Thursday, March 27, 2014

Vanity Fair by William Makepeace Thackeray (audio)

genre: fiction

Vanity Fair.  You frightened me, with your length and your subtitle: a novel without a hero.  I think I tend to like heroes, so I was unsure of whether or not you and I would get along.

But, thank heavens, we did.

Luckily, I listened to you. I have found that I much prefer to listen to British people reading British books to me, especially "classic" British books.  So, I listened to the narrators of all of the four unabridged productions, and picked the one I liked best and WOW, was he a winner.  For 31 hours (nearly three months worth!) I listened to your tale of greed and society, of Rebecca and Amelia.  Two women with completely different desires and completely different ways of attaining them.  Becky, the vicious and underhanded freeloader, lover of all things fine, worst mom EVER and with a tenacity that just won't quit.  As we follow her life from boarding school, into the Napoleonic Wars and beyond, we are drenched in a world of glitz and fortune on the one hand - and of ruin and poverty on the other.  Many of your characters vacillate between the two and whichever one they are in, chances are they may soon be at the other.
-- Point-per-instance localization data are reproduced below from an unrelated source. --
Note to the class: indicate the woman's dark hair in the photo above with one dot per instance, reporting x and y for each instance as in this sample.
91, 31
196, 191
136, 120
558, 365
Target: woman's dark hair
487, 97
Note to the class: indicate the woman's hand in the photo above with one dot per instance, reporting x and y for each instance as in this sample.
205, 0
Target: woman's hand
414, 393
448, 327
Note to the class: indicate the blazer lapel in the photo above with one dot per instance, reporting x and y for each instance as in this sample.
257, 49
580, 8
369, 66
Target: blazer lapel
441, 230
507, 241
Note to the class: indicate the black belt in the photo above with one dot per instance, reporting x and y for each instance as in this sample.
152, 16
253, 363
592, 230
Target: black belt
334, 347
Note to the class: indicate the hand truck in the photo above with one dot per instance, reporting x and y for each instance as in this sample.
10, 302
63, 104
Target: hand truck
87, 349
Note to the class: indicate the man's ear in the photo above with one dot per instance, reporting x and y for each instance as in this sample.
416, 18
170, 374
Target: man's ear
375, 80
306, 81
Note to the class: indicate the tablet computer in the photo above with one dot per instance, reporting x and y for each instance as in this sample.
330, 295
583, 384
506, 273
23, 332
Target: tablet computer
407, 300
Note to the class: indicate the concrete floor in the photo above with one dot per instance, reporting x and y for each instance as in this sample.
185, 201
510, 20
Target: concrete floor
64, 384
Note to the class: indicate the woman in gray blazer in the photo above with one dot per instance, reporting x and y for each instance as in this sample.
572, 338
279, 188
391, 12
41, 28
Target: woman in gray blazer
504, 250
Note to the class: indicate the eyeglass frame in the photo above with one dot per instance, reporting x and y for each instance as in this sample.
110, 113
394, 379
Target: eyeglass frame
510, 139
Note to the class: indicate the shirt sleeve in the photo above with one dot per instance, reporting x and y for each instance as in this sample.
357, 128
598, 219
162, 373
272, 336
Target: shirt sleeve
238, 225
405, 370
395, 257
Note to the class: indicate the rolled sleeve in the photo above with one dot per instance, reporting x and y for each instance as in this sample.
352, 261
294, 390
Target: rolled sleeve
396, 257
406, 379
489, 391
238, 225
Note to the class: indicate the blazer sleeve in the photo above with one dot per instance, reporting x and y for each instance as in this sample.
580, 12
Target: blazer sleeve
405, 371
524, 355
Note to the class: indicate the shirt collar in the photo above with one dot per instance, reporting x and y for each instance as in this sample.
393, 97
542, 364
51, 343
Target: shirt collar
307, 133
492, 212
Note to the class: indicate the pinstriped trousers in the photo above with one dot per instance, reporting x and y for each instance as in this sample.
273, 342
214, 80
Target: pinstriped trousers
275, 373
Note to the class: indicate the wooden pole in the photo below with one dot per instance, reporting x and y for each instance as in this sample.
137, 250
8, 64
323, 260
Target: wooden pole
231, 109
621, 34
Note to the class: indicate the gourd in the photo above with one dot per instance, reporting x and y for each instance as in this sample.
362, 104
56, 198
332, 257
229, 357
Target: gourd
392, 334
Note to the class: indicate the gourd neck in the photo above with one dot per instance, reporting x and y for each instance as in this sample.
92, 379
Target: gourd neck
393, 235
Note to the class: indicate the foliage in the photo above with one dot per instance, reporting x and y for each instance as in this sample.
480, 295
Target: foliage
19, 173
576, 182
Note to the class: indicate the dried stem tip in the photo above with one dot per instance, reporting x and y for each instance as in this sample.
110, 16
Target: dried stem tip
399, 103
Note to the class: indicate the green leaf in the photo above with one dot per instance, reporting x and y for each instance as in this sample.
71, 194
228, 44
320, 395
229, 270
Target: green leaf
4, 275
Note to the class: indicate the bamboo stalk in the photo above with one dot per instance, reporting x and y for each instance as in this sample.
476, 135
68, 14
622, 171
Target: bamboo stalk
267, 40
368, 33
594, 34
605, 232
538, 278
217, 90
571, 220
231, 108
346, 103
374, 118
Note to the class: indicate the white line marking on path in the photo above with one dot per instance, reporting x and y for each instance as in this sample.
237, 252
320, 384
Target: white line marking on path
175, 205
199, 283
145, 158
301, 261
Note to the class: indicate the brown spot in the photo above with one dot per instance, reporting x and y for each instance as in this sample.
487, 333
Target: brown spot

I loved your unnamed narrator.  LOVED him.  He had some snark, his own wit and vague experience helping us see Vanity Fair for the pretend-world that it is.  As he guides us through London and old rambling country estates, to the fields of war in Brussels to India's steaming colonies, he introduces us to a score of people who are so self-absorbed and either so stubborn or so easily swayed that their lives almost seem to fall out of their control.  There are some very notable exceptions, and while it's true that your story doesn't really have a "hero" per say, there are a few admirable key characters that remind us that not everyone is fooled by the shimmer of Vanity Fair and that, when you see beyond it, there might actually be some unsullied happiness to be found.  Because otherwise, in your story, happiness is a very rare thing.  Good thing your narrator kept things light, because I am a lover of happy stories and the narration managed to help me remember that in satire, one must use misfortune and folly to lay bare the hard truth.

Brilliant, this story. Not for everyone, I'll admit, but brilliant nonetheless.